More cookie recipes to try
- Earl Grey Sugar Cookies
- Easy Gingerbread Cookies
- Gingerbread Sandwich Cookies with Ginger Cream Filling
- Hazelnut Linzer Cookies
- Butter Cookie Box (10 cookies from 1 dough)
- Chocolate Blossom Cookies
Recipe
Gingerbread Latte Cookies
Equipment
Ingredients
Cookies
- 250 g all-purpose flour
- 1 teaspoon baking soda
- 1 tablespoon espresso powder
- 1 teaspoon ground cinnamon
- 1 teaspoon ground ginger
- ¼ teaspoon ground cloves
- ¼ teaspoon ground nutmeg
- ¼ teaspoon salt
- 150 g unsalted butter, softened to room temperature
- 100 g brown sugar
- 50 g granulated sugar
- 100 g cooking molasses
- 1 large egg, room temperature
- 1 tablespoon vanilla extract
For rolling
- 30 g granulated sugar
Icing (optional)
- 40 g powdered sugar
- 1 teaspoon milk, dairy or non-dairy
- 1 teaspoon vanilla extract
Instructions
Cookies
- Prep: Preheat the oven to 350°F. Line a baking sheet with parchment and set aside.
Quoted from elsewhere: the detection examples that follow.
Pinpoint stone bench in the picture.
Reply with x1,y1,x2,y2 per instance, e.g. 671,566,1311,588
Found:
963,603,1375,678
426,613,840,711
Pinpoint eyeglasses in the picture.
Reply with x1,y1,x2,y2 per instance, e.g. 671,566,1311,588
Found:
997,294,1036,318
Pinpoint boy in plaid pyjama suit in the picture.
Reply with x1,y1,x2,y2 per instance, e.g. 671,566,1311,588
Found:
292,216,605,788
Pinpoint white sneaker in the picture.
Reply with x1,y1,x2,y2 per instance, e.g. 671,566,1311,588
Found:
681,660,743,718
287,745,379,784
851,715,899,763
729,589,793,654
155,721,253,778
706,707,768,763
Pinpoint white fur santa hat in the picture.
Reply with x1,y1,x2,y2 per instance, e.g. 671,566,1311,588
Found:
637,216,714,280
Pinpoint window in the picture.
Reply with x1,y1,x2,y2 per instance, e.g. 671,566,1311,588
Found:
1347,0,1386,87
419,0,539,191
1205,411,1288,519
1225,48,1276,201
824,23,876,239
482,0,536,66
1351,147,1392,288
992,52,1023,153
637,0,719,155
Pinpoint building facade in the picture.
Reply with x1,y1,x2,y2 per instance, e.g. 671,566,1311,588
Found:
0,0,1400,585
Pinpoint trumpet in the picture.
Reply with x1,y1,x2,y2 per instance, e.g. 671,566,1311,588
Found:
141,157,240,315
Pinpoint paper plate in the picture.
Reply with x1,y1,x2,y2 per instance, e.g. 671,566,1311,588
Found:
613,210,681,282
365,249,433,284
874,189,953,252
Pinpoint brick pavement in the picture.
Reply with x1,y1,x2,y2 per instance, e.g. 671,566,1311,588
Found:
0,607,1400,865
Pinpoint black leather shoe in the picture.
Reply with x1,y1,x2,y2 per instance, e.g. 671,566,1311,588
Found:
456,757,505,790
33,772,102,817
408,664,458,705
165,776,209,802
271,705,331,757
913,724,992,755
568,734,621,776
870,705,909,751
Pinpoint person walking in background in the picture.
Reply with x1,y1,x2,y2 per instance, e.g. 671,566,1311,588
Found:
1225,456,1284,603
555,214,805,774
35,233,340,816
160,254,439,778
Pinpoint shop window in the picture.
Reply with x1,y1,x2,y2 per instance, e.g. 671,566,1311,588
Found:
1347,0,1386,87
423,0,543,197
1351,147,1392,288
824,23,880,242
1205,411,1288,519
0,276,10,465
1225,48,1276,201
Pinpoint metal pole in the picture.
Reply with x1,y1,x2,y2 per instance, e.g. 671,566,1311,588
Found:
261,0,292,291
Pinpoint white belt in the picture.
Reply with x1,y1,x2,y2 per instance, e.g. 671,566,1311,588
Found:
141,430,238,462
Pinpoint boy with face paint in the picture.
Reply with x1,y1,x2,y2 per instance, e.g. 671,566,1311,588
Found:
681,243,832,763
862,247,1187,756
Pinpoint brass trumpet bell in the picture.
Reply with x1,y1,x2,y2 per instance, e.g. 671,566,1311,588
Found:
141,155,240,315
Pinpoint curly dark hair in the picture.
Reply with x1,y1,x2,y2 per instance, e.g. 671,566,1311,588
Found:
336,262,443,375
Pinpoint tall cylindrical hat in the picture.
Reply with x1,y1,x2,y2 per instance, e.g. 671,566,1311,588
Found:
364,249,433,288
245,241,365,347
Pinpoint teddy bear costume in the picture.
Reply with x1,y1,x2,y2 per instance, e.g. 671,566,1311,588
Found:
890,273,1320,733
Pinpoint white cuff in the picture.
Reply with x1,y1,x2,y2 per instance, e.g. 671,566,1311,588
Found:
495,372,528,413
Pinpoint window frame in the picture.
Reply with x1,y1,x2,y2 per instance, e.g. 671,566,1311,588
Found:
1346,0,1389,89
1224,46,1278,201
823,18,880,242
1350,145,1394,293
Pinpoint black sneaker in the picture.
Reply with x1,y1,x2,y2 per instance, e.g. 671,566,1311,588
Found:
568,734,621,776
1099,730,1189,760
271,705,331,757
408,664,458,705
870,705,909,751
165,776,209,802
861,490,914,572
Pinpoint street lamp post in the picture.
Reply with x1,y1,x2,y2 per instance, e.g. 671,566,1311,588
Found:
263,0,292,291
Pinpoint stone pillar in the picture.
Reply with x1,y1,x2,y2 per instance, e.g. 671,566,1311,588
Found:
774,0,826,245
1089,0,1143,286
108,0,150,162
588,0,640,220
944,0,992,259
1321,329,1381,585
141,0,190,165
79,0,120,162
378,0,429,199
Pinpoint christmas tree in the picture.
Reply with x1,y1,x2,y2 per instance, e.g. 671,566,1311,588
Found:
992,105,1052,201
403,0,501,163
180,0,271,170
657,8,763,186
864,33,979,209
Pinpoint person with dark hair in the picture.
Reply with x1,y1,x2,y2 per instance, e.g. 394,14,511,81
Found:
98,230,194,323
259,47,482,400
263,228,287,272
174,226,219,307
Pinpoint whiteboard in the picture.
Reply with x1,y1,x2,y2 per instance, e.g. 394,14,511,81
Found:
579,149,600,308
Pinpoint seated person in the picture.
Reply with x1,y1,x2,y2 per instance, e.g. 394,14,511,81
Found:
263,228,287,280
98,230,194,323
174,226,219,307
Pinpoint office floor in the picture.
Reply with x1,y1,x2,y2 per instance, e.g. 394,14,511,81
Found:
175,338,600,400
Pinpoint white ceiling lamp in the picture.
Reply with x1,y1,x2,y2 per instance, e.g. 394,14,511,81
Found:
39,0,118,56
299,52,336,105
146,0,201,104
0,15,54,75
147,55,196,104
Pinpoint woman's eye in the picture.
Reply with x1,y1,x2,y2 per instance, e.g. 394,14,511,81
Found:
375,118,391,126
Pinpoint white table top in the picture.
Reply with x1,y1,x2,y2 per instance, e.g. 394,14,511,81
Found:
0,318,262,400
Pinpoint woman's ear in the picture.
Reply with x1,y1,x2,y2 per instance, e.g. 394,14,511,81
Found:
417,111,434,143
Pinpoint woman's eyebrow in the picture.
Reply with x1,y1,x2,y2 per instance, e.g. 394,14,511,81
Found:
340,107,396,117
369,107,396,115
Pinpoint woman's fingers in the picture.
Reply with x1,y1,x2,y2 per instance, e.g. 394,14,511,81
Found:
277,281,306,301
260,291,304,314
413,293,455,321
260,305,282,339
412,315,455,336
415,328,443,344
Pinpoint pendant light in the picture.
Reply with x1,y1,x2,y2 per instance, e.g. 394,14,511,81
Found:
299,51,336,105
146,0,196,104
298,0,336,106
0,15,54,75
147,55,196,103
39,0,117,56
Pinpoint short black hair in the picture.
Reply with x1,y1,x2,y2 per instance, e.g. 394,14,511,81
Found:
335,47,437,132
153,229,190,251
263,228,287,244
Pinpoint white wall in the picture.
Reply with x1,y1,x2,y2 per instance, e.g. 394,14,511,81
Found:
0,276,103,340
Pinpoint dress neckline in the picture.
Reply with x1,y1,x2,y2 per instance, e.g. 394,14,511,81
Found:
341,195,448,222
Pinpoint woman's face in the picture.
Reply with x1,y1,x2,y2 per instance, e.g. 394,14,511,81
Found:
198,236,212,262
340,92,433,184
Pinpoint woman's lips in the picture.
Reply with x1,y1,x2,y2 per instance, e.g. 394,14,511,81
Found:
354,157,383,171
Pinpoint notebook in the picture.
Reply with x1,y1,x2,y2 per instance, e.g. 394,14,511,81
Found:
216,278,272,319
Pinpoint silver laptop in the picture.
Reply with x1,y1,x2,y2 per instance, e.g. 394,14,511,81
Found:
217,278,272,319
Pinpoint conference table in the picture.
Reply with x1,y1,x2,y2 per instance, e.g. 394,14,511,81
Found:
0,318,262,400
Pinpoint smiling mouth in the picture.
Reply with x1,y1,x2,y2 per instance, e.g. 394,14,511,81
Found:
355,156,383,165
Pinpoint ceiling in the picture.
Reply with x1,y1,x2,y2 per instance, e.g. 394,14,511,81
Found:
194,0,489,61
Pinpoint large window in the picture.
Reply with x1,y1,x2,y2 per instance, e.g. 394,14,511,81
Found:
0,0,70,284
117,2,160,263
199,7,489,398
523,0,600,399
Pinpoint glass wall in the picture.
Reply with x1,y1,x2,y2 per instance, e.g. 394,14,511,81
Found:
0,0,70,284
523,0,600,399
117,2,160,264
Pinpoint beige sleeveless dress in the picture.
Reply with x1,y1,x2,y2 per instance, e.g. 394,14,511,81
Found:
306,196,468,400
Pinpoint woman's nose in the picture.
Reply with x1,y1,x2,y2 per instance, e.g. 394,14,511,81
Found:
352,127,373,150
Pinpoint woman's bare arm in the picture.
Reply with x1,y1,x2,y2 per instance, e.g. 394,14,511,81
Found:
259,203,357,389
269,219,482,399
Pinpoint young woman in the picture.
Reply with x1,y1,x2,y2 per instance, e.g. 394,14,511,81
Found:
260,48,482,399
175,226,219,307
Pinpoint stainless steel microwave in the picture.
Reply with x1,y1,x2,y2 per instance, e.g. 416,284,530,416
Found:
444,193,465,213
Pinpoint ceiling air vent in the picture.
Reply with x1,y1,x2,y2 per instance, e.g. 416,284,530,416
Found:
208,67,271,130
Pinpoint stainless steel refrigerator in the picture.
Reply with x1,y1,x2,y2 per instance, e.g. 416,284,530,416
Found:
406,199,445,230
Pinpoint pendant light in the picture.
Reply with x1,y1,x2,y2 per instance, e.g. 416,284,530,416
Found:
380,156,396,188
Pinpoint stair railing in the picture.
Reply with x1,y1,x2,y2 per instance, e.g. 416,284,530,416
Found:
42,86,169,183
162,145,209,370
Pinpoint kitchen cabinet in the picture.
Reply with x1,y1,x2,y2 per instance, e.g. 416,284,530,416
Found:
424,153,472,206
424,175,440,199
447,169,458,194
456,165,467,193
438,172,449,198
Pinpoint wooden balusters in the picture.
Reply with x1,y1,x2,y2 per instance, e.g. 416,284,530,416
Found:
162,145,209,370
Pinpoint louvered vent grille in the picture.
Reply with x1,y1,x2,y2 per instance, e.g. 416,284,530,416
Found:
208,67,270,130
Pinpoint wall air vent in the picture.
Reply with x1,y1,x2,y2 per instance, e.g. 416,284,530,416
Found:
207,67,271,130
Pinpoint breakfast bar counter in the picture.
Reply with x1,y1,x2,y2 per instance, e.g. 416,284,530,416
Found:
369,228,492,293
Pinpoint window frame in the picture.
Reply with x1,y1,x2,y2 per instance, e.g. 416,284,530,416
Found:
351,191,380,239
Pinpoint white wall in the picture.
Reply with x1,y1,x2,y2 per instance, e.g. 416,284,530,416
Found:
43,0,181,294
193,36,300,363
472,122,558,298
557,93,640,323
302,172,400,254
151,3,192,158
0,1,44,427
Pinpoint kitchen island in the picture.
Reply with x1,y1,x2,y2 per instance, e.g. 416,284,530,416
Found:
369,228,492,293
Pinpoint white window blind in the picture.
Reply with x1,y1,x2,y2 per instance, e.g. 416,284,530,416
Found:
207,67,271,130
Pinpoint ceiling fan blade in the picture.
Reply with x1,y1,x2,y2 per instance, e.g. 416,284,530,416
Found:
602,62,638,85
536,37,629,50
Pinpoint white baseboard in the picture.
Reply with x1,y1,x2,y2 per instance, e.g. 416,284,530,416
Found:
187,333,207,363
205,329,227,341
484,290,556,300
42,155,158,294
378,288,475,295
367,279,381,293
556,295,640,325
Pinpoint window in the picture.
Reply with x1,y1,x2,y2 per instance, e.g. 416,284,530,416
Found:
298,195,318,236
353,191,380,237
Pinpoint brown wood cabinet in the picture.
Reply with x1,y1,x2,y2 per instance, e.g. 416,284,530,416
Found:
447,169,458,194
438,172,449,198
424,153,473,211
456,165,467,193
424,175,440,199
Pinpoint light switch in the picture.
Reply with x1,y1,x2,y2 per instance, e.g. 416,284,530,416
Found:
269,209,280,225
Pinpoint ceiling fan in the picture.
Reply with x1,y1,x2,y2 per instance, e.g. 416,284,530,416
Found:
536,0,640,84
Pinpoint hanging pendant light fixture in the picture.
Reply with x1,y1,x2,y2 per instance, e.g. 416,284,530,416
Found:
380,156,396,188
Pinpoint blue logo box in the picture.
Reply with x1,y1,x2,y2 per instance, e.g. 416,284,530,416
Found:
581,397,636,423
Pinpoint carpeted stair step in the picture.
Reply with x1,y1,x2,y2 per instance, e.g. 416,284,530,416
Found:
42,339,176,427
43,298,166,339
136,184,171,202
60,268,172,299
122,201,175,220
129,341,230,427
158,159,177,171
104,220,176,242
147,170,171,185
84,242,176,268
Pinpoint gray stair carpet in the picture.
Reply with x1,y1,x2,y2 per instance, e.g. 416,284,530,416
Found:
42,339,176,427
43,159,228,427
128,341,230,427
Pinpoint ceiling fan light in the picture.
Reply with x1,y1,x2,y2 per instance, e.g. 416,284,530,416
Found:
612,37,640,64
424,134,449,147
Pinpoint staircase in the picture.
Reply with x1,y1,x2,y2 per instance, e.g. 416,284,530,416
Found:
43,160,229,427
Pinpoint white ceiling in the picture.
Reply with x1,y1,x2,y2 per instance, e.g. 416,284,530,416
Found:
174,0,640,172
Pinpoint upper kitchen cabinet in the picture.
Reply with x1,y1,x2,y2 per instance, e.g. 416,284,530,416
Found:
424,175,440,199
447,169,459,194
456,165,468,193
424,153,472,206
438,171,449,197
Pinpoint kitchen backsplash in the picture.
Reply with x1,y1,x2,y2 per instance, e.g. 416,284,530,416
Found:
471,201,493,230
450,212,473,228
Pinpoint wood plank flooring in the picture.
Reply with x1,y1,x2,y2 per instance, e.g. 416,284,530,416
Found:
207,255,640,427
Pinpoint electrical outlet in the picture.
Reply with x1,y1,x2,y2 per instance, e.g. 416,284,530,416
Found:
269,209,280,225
- Dry mixture: In a medium bowl, stir together flour, baking soda, espresso powder, cinnamon, ginger, cloves, nutmeg, and salt. Set aside.
- Cream butter and sugars: In a large mixing bowl, use an electric hand mixer to beat softened butter on medium speed until it becomes very creamy and pale in colour. Add the granulated sugar and brown sugar and cream together until fluffy.
- Wet mixture: Add the molasses, egg, and vanilla extract and beat together until combined.
- Add dry to wet mixture: Add the flour mixture to the butter mixture and mix until the cookie dough is just combined.
- Scoop cookie dough - Use a 3-tablespoon cookie scooper to scoop the cookie dough and release it on a cutting board lined with a scrap sheet of parchment paper.
- Chill - Chill the whole board of cookie dough in the fridge for about 15 minutes, just until the outside is dry to the touch so that they're easier to roll in your hands without sticking.
- Roll in sugar: Roll each cookie dough ball in between your hands until they form a perfect ball. Roll each ball in granulated sugar until they're all coated. Place the balls on your lined baking sheet, leaving about 2" in between each ball to allow for spreading.
- Bake: Bake cookies for 10-11 minutes or until they're puffy but still very soft. After taking them out of the oven, bang the baking sheet against a wire rack once to release the puffiness and create cracks on the cookies.
- Cool: Let them cool on the baking sheet for about 10 minutes before transferring them to a wire rack to cool completely.
Icing (optional)
- Mix: In a small bowl, stir together powdered sugar, milk, and vanilla extract until it becomes a thick but pourable consistency.
- Drizzle: Transfer the icing to a piping bag or use a spoon to drizzle it on top of the cookies.
KB
The batter was far too thin. I followed the recipe very closely and used a food scale, but even after chilling the dough was sticky to the point of being unworkable. I added over twice the amount of flour called for and it was still very sticky.
Kirstin Buchheit
I loved these! They turned out amazing! I added a little cinnamon to my glaze for extra spice ☺️
Christa
Hi! I've never heard of cooking molasses, would blackstrap or unsulphured work?
Gail Ng
Unsulphured just means it doesn't contain preservatives (i.e. there is unsulphured blackstrap molasses too). You can use any kind of unsulphured light, dark, or fancy molasses! I haven't tested these with blackstrap but I would think it would be too bitter.
monica
Is the Espresso Powder needed? is there another substitute? I cannot find espresso powder 🙁
Gail Ng
You can also use instant coffee powder! Or you can omit it! They'll just be gingerbread cookies instead of gingerbread LATTE cookies but still taste good.
Joyce
Delicious cookies! I usually only eat Disneyland gingerbread cookies and I’ve been looking for a similar recipe. This recipe is better than the $10 Mickey gingerbread cookie.
Petal Ortiz
Tastes exactly like a gingerbread latte the glaze is so good!